Testimony of Police Commissioner Raymond W. Kelly
Senate Committee on Homeland Security & Governmental Affairs
“Lessons from the Mumbai Terrorist Attacks”
Thursday, January 8, 2009

Senator Lieberman, Senator Collins, members of the committee. Thank you for inviting me to speak about lessons that the New York City Police Department has drawn from the attacks in Mumbai.

Within hours of the end of the attacks, the NYPD notified the Indian government that we would be sending personnel there. On December 1, we dispatched three senior officers. Their assignment was to gather as much information as possible about the tactics used in the attack. This is in keeping with a practice we have followed for several years. In all cases, our officers do not take part in investigative activity. In Mumbai, our officers toured crime scenes, took photographs, and asked questions of police officials. They relayed what they learned back to New York.

These officers are part of the Police Department's overseas liaison program in which we post experienced personnel to 11 cities around the world. They partner with local police and intelligence agencies and respond when terrorist incidents occur. In this case, the most senior officer in the group had served as a liaison in Amman, Jordan. In July 2006, when seven bombs exploded in Mumbai trains and railway stations, he flew to the city on a similar mission. The relationships he forged during that trip proved helpful in November.

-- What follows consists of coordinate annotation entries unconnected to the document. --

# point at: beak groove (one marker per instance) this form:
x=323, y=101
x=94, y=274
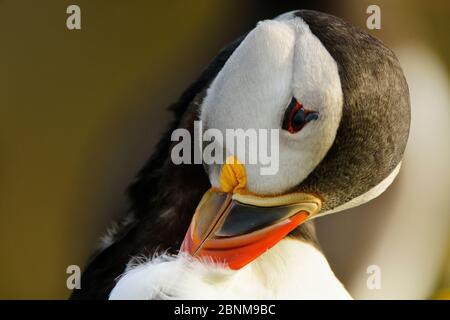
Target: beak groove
x=237, y=228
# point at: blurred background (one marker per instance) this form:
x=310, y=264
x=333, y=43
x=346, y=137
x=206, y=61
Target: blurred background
x=80, y=112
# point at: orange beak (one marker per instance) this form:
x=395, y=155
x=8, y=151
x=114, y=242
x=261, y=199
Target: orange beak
x=234, y=227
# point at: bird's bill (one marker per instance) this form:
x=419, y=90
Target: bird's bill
x=235, y=229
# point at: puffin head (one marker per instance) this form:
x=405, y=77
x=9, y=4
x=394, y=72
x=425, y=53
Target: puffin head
x=340, y=103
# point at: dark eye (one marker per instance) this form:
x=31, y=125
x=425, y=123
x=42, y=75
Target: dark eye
x=296, y=116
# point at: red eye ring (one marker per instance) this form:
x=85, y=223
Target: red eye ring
x=292, y=114
x=297, y=116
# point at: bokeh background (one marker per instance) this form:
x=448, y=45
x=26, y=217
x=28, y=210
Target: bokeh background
x=80, y=112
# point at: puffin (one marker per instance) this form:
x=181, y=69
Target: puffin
x=340, y=101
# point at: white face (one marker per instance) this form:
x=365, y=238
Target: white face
x=277, y=60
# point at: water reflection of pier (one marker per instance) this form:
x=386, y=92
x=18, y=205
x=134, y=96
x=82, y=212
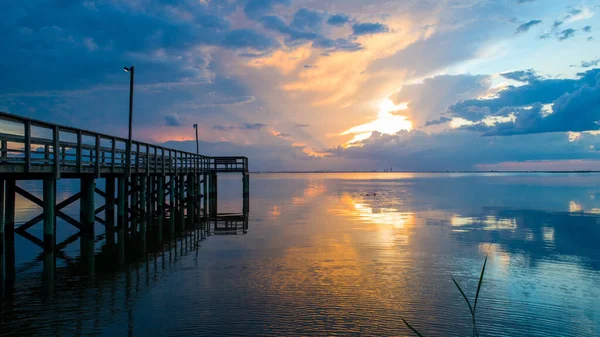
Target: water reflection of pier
x=99, y=285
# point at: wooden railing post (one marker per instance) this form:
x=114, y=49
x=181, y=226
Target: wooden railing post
x=113, y=155
x=4, y=148
x=162, y=152
x=147, y=160
x=137, y=157
x=97, y=156
x=57, y=157
x=155, y=170
x=27, y=146
x=79, y=153
x=175, y=160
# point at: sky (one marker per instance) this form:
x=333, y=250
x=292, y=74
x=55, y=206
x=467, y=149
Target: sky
x=421, y=85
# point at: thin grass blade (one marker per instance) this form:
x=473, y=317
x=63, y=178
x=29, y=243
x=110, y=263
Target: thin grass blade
x=411, y=328
x=479, y=285
x=464, y=296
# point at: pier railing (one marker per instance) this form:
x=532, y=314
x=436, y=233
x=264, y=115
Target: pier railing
x=29, y=146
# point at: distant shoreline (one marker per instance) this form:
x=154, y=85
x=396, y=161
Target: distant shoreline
x=582, y=171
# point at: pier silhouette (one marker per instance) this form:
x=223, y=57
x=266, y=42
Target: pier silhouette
x=147, y=201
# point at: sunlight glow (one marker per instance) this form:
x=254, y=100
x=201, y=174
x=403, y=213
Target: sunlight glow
x=386, y=122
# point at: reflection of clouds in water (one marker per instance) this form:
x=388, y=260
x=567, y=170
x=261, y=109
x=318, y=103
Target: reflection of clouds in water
x=366, y=213
x=575, y=207
x=488, y=222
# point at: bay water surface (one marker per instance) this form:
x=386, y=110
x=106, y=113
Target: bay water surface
x=338, y=254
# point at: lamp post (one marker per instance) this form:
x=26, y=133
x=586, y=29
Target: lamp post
x=197, y=146
x=129, y=70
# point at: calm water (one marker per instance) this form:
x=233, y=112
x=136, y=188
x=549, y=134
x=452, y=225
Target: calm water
x=324, y=255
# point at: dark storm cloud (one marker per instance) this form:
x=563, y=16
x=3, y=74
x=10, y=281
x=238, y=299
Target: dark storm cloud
x=307, y=25
x=339, y=19
x=566, y=34
x=173, y=120
x=463, y=150
x=67, y=45
x=244, y=126
x=257, y=8
x=368, y=28
x=575, y=107
x=527, y=75
x=526, y=26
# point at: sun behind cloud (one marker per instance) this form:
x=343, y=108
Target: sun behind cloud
x=386, y=123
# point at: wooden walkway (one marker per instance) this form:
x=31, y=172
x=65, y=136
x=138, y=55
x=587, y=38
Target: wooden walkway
x=155, y=186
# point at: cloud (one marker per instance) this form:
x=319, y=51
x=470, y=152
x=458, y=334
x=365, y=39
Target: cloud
x=429, y=99
x=566, y=34
x=243, y=126
x=339, y=19
x=548, y=105
x=173, y=120
x=257, y=8
x=462, y=150
x=307, y=25
x=528, y=75
x=590, y=64
x=162, y=39
x=526, y=26
x=556, y=24
x=248, y=38
x=369, y=28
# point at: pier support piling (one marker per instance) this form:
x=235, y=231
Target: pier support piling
x=110, y=211
x=191, y=199
x=49, y=214
x=2, y=221
x=213, y=194
x=160, y=207
x=144, y=218
x=246, y=192
x=172, y=206
x=121, y=218
x=181, y=198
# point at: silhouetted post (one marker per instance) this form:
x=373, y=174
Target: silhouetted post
x=135, y=191
x=49, y=215
x=2, y=195
x=213, y=193
x=172, y=205
x=130, y=70
x=161, y=206
x=205, y=187
x=9, y=233
x=48, y=274
x=2, y=221
x=246, y=193
x=110, y=211
x=121, y=211
x=191, y=199
x=88, y=217
x=182, y=201
x=143, y=204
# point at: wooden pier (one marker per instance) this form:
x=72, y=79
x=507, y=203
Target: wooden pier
x=162, y=187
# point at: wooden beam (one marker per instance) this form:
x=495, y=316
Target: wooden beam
x=100, y=209
x=30, y=223
x=27, y=146
x=99, y=191
x=68, y=201
x=31, y=238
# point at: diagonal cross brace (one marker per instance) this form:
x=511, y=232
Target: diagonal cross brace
x=40, y=203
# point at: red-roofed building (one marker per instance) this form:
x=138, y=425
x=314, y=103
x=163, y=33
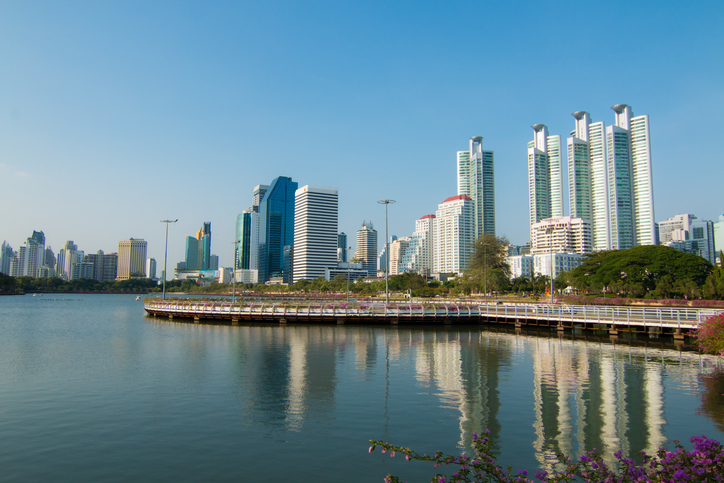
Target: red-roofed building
x=454, y=234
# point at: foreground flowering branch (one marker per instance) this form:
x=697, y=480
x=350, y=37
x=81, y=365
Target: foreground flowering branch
x=703, y=463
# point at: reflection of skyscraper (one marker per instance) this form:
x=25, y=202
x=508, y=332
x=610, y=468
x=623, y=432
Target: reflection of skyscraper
x=276, y=217
x=616, y=405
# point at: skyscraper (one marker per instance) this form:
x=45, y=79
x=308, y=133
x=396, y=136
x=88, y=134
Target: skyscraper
x=131, y=258
x=315, y=232
x=545, y=179
x=6, y=254
x=609, y=179
x=419, y=254
x=476, y=180
x=198, y=249
x=454, y=234
x=367, y=248
x=276, y=230
x=342, y=247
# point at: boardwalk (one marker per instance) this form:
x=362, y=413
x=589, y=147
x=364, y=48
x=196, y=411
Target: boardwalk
x=676, y=321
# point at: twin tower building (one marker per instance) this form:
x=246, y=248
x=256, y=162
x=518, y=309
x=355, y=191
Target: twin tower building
x=609, y=181
x=287, y=234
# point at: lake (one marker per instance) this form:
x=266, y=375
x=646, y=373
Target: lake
x=93, y=389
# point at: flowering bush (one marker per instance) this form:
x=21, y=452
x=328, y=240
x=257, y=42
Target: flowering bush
x=710, y=335
x=703, y=463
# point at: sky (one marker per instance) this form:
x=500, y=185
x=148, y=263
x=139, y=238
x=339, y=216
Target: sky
x=116, y=115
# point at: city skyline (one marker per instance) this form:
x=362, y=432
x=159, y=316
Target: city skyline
x=177, y=125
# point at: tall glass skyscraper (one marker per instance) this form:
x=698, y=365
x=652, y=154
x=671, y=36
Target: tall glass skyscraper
x=276, y=217
x=476, y=179
x=609, y=179
x=198, y=249
x=545, y=179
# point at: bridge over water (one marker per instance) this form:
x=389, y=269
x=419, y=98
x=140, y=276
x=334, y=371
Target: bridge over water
x=663, y=320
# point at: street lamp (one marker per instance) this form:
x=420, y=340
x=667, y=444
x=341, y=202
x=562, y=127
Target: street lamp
x=387, y=251
x=485, y=268
x=549, y=232
x=233, y=273
x=348, y=262
x=165, y=254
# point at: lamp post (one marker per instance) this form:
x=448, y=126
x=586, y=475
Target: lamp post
x=233, y=273
x=165, y=254
x=549, y=232
x=387, y=252
x=485, y=268
x=348, y=262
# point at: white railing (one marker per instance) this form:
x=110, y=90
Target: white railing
x=556, y=313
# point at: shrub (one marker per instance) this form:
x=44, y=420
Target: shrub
x=702, y=463
x=710, y=335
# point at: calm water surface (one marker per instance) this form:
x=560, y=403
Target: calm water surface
x=93, y=389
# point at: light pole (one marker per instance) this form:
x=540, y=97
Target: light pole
x=348, y=262
x=549, y=232
x=387, y=252
x=165, y=254
x=485, y=268
x=233, y=273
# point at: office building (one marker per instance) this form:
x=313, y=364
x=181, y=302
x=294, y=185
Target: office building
x=609, y=178
x=545, y=185
x=561, y=262
x=131, y=258
x=476, y=179
x=398, y=248
x=521, y=266
x=367, y=248
x=454, y=234
x=67, y=256
x=419, y=254
x=315, y=232
x=81, y=270
x=382, y=257
x=719, y=235
x=198, y=249
x=105, y=267
x=151, y=268
x=563, y=234
x=688, y=234
x=342, y=246
x=276, y=230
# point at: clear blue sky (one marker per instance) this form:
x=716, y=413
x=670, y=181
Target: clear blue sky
x=115, y=115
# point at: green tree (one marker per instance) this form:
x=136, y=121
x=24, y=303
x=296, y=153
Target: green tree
x=488, y=267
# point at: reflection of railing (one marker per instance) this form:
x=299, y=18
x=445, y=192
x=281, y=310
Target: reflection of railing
x=520, y=314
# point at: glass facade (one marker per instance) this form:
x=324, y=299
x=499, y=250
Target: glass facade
x=276, y=212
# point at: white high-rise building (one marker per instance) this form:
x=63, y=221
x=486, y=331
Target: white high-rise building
x=131, y=258
x=151, y=268
x=609, y=178
x=67, y=256
x=315, y=232
x=419, y=254
x=545, y=178
x=397, y=251
x=563, y=234
x=367, y=248
x=476, y=179
x=454, y=234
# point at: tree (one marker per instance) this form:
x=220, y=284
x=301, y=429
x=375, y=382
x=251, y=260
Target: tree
x=639, y=271
x=488, y=267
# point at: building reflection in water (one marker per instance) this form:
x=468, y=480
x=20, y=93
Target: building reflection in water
x=584, y=395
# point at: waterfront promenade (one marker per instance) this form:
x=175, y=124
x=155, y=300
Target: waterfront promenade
x=662, y=320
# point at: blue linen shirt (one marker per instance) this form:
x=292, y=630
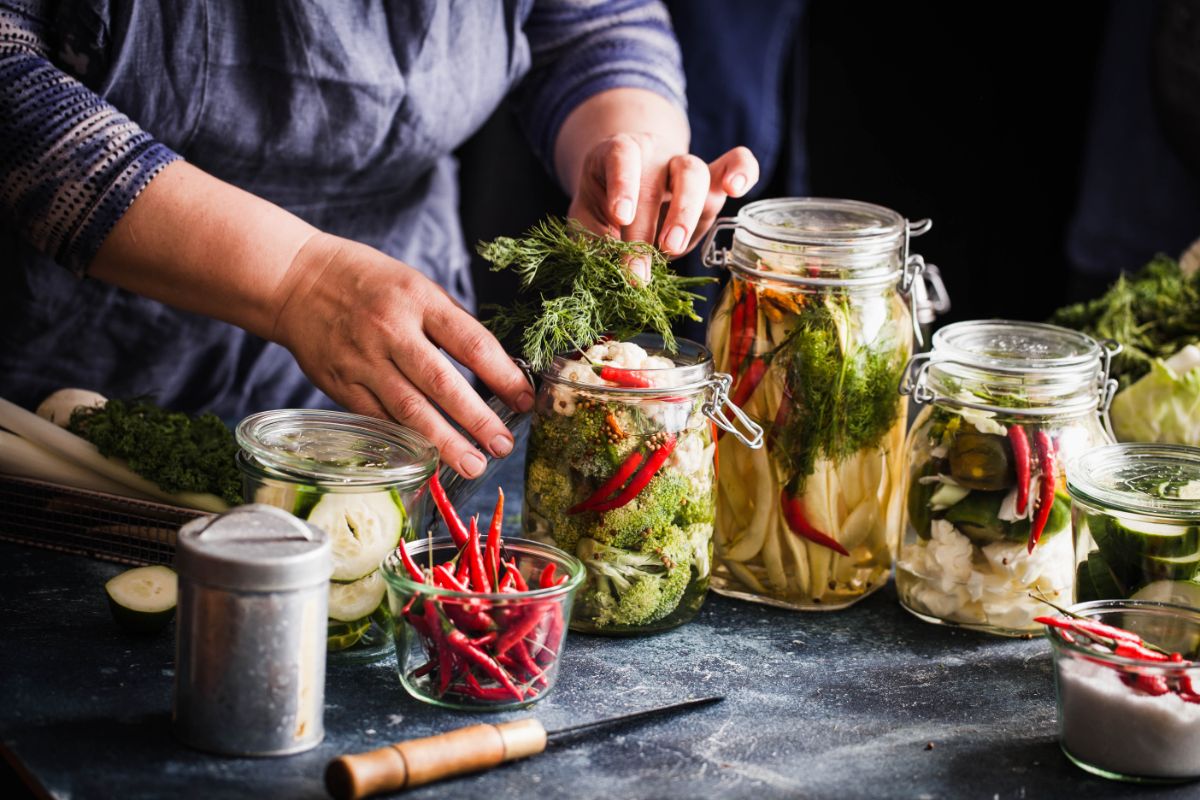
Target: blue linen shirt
x=345, y=114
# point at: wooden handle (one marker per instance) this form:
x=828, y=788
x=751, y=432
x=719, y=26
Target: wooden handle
x=418, y=762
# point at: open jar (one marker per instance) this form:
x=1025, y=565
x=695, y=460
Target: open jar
x=359, y=480
x=621, y=473
x=1008, y=405
x=815, y=328
x=1137, y=522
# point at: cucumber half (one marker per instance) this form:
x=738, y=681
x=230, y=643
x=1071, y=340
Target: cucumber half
x=143, y=600
x=353, y=601
x=363, y=528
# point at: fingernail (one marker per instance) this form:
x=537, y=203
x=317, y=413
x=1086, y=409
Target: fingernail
x=501, y=445
x=624, y=210
x=472, y=464
x=676, y=238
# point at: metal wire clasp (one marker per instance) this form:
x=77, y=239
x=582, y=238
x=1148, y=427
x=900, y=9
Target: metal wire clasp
x=714, y=409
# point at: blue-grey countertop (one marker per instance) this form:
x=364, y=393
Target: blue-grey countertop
x=862, y=703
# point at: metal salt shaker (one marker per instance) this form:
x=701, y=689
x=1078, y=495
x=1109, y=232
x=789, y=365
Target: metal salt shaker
x=250, y=649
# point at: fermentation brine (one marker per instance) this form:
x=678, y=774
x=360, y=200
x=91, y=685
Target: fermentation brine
x=1009, y=405
x=815, y=329
x=621, y=474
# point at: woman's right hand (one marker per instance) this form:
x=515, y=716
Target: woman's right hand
x=366, y=329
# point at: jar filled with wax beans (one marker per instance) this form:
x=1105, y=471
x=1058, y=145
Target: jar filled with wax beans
x=1137, y=522
x=621, y=474
x=815, y=326
x=1007, y=407
x=358, y=479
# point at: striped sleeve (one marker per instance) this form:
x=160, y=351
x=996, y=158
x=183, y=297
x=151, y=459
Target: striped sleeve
x=70, y=163
x=583, y=47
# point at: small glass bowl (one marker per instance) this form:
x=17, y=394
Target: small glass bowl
x=1125, y=719
x=435, y=663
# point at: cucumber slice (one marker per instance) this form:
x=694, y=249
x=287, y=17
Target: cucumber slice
x=363, y=527
x=143, y=600
x=353, y=601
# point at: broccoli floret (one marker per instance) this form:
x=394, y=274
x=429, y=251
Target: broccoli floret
x=647, y=515
x=549, y=494
x=628, y=588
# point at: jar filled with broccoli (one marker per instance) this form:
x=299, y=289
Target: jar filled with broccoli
x=358, y=479
x=621, y=471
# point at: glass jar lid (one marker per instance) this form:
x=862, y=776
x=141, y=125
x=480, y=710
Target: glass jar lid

As you know, it is believed that the perpetrators of both attacks were members of the radical Islamic group Lashkar-e-Taiba, which has been fighting Indian security forces for decades. From the perspective of the New York City Police Department, one of the most important aspects of this attack was the shift in tactics from suicide bombs to a commando-style military assault with small teams of highly trained, heavily armed operatives launching simultaneous, sustained attacks. They fanned out across the city in groups of two and four. They carried AK-56 assault rifles, a Chinese manufactured copy of the Russian AK-47. It holds a 30-round magazine with a firing rate of 600 to 650 rounds per minute. In addition, the terrorists each carried a duffel bag loaded with extra ammunition, an average of 300 to 400 rounds contained in as many as 12 magazines, along with half a dozen grenades, and one plastic explosive, or i.e.d.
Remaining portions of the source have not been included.